But how would they go back in time and replace themselves?
Bingo. Again, we run up against the nonsense of time paradoxes. Depending on which church of physics you belong to, time travel may not even be possible. (Not that we simply don't know how to do it, but actually impossible.) Since no one has time traveled, or at least documented their account of such, sci-fi stories must fall back on logic. Invoking paradoxes chucks out logic, meaning the writer can do anything he wants, and the reader must simply accept it.
Some writers try to BS their way around the problem with quantum explanations—the root of "magic" in real physics. (Theoreticians can declare anything they want because they have math that "proves" it.) For example, Orson Scott Card's PASTWATCH depicted time as quantized, like the frames of a film. Thus, when the traveler was displaced backward in time to alter history, his own existence became an effect without a cause. History, right up to the moment he was displaced, was altered, along with his stepping into the time machine. But the "frames" of his existence after displacement continued to exist without a cause. Ergo, magic.
This approach is fatally flawed. It completely nullifies causality because the traveler can exist without a cause. Yet the whole point of altering history is to create a desired chain of causality. The writer can't have it both ways. If he nixes causality, one could rightly expect all of existence to be random flashes of entirely discontinuous things every "instant" of time.
Another problem with the a-causal time travel is that time becomes both directional and non-directional. By time traveling, the writer is showing that effects can precede causes. Yet for some reason—just because the writer wants it that way—the chain of causality runs only forward into the future, but not backward to eliminate the time traveler.

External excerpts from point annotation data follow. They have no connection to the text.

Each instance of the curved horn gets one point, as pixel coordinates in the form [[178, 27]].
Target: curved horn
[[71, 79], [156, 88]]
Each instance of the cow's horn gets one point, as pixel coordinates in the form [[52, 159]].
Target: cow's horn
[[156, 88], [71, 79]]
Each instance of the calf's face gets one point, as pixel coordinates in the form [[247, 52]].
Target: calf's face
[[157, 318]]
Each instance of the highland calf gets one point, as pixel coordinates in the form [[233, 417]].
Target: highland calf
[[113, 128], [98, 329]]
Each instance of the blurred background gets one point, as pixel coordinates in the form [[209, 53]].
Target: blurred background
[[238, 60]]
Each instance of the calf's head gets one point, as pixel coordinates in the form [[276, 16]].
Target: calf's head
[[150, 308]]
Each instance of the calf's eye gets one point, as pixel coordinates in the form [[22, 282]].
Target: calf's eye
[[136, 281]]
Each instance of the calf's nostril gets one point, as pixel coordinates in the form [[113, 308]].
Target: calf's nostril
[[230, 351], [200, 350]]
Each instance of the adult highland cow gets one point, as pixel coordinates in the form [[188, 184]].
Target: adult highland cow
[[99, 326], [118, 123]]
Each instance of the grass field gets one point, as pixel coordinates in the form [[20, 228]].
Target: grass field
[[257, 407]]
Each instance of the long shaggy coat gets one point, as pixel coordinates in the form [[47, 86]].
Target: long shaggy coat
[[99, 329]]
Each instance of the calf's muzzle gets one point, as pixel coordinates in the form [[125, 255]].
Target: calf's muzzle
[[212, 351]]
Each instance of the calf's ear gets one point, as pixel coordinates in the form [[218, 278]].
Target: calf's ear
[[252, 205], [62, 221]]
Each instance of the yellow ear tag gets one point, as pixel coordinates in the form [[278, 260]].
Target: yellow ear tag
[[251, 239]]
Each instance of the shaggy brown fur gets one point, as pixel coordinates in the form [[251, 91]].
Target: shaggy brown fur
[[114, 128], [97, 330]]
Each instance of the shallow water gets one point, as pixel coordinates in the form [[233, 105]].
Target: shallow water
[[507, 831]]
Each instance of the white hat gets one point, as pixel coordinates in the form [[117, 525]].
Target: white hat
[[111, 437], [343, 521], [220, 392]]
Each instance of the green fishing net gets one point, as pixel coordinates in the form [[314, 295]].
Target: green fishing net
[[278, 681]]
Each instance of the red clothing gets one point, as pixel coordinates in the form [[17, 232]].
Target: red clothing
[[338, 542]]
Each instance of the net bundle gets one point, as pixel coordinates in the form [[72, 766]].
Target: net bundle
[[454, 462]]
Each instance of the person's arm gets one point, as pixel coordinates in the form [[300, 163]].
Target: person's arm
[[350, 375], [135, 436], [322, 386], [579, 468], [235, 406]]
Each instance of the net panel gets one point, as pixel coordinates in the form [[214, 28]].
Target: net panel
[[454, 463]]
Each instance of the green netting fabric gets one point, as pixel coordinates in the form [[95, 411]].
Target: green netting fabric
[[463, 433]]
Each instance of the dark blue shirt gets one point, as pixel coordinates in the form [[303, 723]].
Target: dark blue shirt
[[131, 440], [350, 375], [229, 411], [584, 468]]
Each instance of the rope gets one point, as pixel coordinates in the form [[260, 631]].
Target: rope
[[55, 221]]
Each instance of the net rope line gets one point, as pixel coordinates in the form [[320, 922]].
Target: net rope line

"City" never gets into such explanations, it merely invokes several paradoxes. Ellison could have kept logic on an even keel by invoking alternate universes. In which case, McCoy would have disappeared into an alternate time, with Kirk and Spock having to chase him down. But the
Enterprise would still exist and the landing party would not be abandoned in time. Also, Kirk might have stayed in the alternate history with Keeler. The others would then have to appeal to his sense of duty to return, to not abandon his command. (That's not as emotionally compelling as the "saving millions of lives from Hitler" argument used in the episode.)
Logic destroys the schmaltzy, star-crossed lovers appeal of "City." I enjoy the episode for its atmosphere, but it is a "check your brain at the door and just emote" tale. That is why I do not rate the episode among TREK's best. Ellison could have crafted a tale where the characters were truly and logically trapped by time and fate, but settled for "good enough," the hallmark of most television writing.
"Tomorrow Is Yesterday" actually puts the "replacing themselves" idea on screen, with the beaming of the pilot and the air sergeant directly into themselves. Explain that one, and why it is that both suddenly forget everything.
While I'm on a roll, let me comment on SEVEN DAYS, a time travel series where a special agent can be sent back in time just seven days to alter catastrophic events in the world. I haven't seen every episode, but if I remember correctly, the time travel missions were chosen carefully, as the amount of exotic fuel was limited. However, if the writers had really thought about it, the fuel would never run out. Each time the agent time traveled, he erased the need for his trip in the first place—weekly paradoxes. This means that he would never have traveled, and thus the fuel would never run out. Perpetual motion.
Again, take any time travel story that invokes paradoxes with a grain of salt. Compare "City" to "Assignment Earth," which is a reflexive causality, but not a paradox.